W dniu wczorajszym premier Mateusz Morawiecki ogłosił kolejne etapy odmrażania życia społecznego po wprowadzonych wcześniej ograniczeniach z uwagi na epidemię koronawirusa w Polsce. Jednym z kolejnych etapów jest otwarcie żłobków i przedszkoli od 6 maja 2020. Do tego postanowienia odniósł się też prezydent Warszawy Rafał Trzaskowski, który na swoim profilu na Facebooku napisał m.in.:

- Nie ma fizycznej możliwości, aby w tak krótkim czasie przeprowadzić tak poważne przedsięwzięcie, jak ponowne uruchomienie placówek, do których trafiają nasze dzieci

Dodał też:

- Skąd mam wiedzieć czy już jest bezpiecznie (skoro zachorowań i przypadków śmiertelnych spowodowanych koronawirusem jest w Warszawie coraz więcej, a nie coraz mniej). Samorządy, ani tym bardziej dyrektorzy przedszkoli czy żłobków nie mają narzędzi do oceny sytuacji. Ma je wyłącznie rząd

Wystosował też żądanie:

- Czekamy na szczegółowe wyjaśnienia ze strony rządu i centralnych służb sanitarnych, jak bezpiecznie zorganizować pracę żłobków i przedszkoli. Bez tych wyjaśnień nie podejmę decyzji o uruchomieniu tych placówek.

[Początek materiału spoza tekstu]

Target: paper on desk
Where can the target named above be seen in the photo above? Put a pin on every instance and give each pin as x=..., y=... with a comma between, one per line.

Przerzucanie przez rząd odpowiedzialności na samorządy jest skrajnie nieodpowiedzialne.

Trzaskowski w ostatnim czasie uaktywnił się dość mocno w związku z kampanią wyborczą Kidawy-Błońskiej oświadczając na przykład, że nie wyga kart adresów mieszkańców Warszawy Poczcie Polskiej do głosowania korespondencyjnego. Zabudżetował też ok środki na telefony komórkowe dla urzędników, na nowe meble do ratusza i kilki innych pozycji, ale na maseczki dla Warszawiaków już nie miał.

Cała logika działa Trzaskowskiego jest chyba ciągle ta sama – inaczej niż rząd i PiS, a nuż może coś mądrego uda się zrobić, jak tamci się pomylą?

Bo na jego własne dobre pomysły, to Warszawiacy zdecydowanie nie mogą liczyć.